There are also a couple of side-remarks in Forsyth's article that had me scratching my head. He claims that Jeremy Corbyn would now be Prime Minister if it hadn't been for the Tories' mini-revival in Scotland. As I pointed out in the immediate aftermath of the election, that simply isn't true. We'd certainly be in a very different place if it hadn't been for the Scottish Tory gains, because the Tory-DUP deal wouldn't have been arithmetically viable, and as a result we'd be heading towards a second general election in the autumn. However, there would currently be a Tory caretaker administration, not a Labour one.
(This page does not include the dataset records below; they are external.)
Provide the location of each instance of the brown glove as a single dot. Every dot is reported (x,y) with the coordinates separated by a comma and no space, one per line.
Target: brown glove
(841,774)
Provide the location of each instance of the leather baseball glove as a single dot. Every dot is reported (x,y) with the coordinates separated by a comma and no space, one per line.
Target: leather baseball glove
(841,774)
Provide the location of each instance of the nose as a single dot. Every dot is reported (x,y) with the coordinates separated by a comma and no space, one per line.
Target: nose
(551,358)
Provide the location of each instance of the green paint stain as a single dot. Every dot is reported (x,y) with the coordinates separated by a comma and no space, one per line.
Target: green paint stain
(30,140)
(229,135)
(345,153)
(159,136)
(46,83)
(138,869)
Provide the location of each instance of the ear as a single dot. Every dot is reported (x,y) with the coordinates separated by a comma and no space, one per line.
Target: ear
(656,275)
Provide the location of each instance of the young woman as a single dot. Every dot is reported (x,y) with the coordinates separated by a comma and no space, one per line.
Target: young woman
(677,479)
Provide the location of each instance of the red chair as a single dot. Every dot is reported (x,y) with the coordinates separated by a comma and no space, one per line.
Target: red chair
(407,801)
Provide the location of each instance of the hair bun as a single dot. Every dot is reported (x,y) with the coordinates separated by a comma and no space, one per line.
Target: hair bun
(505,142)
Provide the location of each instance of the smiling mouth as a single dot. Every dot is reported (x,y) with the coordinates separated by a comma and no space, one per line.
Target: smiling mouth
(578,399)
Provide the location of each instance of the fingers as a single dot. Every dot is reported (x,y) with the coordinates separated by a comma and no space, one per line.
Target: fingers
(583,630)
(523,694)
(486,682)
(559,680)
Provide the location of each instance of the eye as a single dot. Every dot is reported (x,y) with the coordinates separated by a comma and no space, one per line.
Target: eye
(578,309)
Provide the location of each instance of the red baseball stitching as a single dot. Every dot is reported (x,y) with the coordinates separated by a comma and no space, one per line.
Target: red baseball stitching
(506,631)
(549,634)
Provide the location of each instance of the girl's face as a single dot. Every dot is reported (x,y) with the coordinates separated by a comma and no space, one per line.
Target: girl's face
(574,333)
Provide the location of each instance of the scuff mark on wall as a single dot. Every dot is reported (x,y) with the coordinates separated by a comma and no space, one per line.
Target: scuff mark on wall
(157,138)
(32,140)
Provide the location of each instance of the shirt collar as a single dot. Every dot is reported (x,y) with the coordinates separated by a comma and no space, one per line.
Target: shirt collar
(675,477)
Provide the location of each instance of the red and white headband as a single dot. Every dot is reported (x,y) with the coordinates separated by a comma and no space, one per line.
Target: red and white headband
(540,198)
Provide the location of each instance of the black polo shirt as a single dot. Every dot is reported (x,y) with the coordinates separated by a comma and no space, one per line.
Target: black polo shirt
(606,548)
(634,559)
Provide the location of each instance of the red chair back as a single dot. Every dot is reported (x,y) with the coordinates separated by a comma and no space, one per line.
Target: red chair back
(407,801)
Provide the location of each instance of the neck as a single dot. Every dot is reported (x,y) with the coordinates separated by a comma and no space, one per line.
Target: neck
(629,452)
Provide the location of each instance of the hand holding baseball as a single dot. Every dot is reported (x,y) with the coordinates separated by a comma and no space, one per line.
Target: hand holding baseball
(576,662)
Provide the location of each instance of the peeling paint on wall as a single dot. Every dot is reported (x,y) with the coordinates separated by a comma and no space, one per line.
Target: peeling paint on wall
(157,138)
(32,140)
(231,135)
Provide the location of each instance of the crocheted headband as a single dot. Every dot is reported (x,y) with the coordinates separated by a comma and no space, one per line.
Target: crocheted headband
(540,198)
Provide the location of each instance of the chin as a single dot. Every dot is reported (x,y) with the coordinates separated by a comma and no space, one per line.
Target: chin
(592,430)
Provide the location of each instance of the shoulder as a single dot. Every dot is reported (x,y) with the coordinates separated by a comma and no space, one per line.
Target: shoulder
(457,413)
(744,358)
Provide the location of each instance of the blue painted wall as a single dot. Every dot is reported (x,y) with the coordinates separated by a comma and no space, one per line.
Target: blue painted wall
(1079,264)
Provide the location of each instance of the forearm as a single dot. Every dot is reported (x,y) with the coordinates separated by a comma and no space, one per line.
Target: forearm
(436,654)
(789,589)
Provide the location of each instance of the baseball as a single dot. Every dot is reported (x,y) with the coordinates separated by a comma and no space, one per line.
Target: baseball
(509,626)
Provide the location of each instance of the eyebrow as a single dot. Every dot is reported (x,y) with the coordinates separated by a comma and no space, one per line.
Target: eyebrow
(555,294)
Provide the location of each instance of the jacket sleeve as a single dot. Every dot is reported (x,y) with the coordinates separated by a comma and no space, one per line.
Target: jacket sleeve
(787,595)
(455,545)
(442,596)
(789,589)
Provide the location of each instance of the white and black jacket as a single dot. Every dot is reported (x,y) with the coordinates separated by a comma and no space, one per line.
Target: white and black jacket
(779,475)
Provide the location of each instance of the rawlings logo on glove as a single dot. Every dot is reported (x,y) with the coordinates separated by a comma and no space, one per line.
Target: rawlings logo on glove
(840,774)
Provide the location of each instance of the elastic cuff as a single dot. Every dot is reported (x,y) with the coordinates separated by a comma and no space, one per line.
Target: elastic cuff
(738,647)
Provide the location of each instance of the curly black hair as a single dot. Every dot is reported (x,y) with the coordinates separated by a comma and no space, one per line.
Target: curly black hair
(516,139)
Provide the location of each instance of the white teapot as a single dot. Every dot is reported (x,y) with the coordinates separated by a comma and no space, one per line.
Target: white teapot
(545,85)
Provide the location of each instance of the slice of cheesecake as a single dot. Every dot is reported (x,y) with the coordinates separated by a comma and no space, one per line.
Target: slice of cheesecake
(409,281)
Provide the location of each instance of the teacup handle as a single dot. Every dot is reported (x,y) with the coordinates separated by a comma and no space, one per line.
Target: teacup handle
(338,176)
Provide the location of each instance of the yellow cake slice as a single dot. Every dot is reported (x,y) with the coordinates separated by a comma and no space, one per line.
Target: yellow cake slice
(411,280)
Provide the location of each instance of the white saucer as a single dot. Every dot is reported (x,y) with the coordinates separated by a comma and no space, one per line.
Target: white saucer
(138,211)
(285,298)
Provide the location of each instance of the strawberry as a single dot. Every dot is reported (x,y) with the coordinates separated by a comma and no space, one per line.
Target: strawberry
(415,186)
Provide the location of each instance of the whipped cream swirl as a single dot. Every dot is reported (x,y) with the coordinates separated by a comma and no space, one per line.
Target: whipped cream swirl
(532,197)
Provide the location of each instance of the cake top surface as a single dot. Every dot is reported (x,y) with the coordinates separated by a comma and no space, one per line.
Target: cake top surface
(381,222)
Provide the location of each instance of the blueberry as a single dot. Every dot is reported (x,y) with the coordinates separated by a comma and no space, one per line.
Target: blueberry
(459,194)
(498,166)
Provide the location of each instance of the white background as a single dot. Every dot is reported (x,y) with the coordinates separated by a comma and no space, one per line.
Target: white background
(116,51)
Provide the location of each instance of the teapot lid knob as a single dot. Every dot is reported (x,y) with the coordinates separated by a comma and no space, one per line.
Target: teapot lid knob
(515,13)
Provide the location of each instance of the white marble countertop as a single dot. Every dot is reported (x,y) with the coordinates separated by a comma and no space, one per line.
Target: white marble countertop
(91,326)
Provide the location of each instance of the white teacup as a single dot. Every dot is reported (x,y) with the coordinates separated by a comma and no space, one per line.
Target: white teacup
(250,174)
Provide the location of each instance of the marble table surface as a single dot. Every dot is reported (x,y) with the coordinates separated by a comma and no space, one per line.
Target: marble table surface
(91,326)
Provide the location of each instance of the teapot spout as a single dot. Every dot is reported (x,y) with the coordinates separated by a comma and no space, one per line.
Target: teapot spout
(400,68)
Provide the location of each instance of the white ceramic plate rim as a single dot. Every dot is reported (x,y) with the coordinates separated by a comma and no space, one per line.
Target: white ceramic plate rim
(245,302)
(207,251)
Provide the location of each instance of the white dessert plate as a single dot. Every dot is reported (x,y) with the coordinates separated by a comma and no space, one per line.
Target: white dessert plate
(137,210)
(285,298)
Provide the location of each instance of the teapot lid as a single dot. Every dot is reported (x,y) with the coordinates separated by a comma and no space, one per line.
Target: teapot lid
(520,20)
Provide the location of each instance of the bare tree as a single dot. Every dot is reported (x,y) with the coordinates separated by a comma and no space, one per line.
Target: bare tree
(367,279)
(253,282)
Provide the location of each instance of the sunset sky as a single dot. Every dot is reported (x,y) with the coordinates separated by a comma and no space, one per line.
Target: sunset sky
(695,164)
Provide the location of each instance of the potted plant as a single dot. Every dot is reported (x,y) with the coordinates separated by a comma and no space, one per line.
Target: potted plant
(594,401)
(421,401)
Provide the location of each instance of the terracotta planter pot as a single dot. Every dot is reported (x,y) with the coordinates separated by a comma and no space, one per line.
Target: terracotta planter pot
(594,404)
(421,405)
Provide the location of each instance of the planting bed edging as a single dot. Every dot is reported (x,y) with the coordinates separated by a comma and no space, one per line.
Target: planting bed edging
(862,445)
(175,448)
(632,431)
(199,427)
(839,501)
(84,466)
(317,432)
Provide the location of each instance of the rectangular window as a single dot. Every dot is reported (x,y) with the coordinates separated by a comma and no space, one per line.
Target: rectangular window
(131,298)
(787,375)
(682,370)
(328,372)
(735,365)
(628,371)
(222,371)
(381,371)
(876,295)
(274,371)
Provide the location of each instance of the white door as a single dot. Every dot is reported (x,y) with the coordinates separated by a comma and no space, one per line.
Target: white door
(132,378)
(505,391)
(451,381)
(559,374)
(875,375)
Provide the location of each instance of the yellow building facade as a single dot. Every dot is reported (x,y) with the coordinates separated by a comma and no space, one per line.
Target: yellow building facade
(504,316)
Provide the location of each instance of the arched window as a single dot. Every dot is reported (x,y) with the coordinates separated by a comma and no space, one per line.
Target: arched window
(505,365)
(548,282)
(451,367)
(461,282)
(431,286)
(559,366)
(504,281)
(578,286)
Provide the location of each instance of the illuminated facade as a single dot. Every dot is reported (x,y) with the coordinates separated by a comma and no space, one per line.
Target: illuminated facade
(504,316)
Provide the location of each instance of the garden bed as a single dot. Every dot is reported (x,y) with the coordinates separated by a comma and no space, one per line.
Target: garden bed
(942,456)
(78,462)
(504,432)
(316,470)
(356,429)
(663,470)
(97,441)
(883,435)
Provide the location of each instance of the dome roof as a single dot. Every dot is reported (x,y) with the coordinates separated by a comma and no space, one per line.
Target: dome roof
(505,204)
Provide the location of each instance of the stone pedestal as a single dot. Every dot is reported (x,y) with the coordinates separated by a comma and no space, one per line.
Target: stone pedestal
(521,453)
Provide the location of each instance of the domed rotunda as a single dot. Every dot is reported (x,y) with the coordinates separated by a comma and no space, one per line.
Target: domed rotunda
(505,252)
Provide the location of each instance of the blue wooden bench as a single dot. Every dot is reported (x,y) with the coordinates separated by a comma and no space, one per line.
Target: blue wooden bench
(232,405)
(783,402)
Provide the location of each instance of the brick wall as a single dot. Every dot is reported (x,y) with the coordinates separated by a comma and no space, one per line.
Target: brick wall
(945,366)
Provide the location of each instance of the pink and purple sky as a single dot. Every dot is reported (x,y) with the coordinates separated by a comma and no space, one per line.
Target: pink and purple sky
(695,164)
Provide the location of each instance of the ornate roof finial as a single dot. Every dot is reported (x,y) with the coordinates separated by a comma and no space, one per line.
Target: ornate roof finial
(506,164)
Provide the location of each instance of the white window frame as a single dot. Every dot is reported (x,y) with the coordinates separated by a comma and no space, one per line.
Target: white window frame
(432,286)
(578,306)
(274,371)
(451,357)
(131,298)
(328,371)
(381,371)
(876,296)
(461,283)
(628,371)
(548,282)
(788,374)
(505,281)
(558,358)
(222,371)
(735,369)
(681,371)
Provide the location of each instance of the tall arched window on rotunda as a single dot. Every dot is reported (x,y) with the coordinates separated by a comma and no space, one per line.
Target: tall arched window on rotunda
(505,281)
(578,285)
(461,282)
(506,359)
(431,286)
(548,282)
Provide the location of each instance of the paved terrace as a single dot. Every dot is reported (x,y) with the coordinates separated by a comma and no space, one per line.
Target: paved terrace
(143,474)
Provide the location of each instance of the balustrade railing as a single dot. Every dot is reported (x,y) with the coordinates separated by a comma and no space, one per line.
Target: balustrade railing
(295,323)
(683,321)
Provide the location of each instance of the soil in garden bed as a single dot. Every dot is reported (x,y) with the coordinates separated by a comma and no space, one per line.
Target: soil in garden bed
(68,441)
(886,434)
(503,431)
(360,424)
And Forsyth notes that Davidson doesn't want 10 Downing Street for herself, because her "immediate aim is to be First Minister of Scotland, not PM". OK, where to start with that one? First of all, it can't be that much of an "immediate" aim, because she had a chance to stand for First Minister only last year, and declined to do so. Incredibly, Willie Rennie stood but Davidson didn't. There isn't another Scottish Parliament election due until May 2021 - almost four years away. If she does have longer-term designs on a senior Cabinet position at Westminster, she may have to start planning her escape from Holyrood sooner than that. Her moment in the sun won't last forever.
But let's assume Davidson is still committed to Holyrood in 2021. How exactly does she become First Minister? There are only two realistic ways it could happen -
a) The Tories become the largest single party in the Scottish Parliament and form a minority government with the help of Labour and Lib Dem abstentions.
b) The Tories finish second in the election, but form a government after at least one other unionist party backs Davidson in the First Minister vote.
We can pretty much rule out option b) straight away. Yes, we all know Labour and the Tories are close allies in Scotland, but their cooperation has largely been of the deniable variety. The moment you have Jackie Bird telling Reporting Scotland viewers that Labour actively voted for a Tory government, it'll be game over for Labour. The problem may not be quite so stark for the Lib Dems, but I'm fairly confident they would also regard it as too much of a risk.
Which means the only way for Davidson to become FM is to 'win' the 2021 election - ie. for the Tories to become the largest single party. Well, right now we're in the afterglow of the Scottish Tories' best election result since 1983 - and the limited available polling evidence suggests they've slipped back to third place. How are things going to get any better than they are now? Tired Westminster governments generally lose support, not gain it. Perhaps Davidson's best hope would be for the Tory government to fall quickly, for Corbyn to become PM and then have time to fail...but there's no guarantee that turn of events wouldn't help the SNP more than the Tories.
Let's face it - Davidson is highly unlikely to ever become Scotland's political leader. Kenny "Devo or Death" Farquharson got carried away with the thrilling motion of his pom-poms a few weeks ago and announced that Kezia Dugdale is the next First Minister. He was getting way ahead of himself, but it's certainly fair to say that Dugdale as FM is now less implausible than Davidson as FM.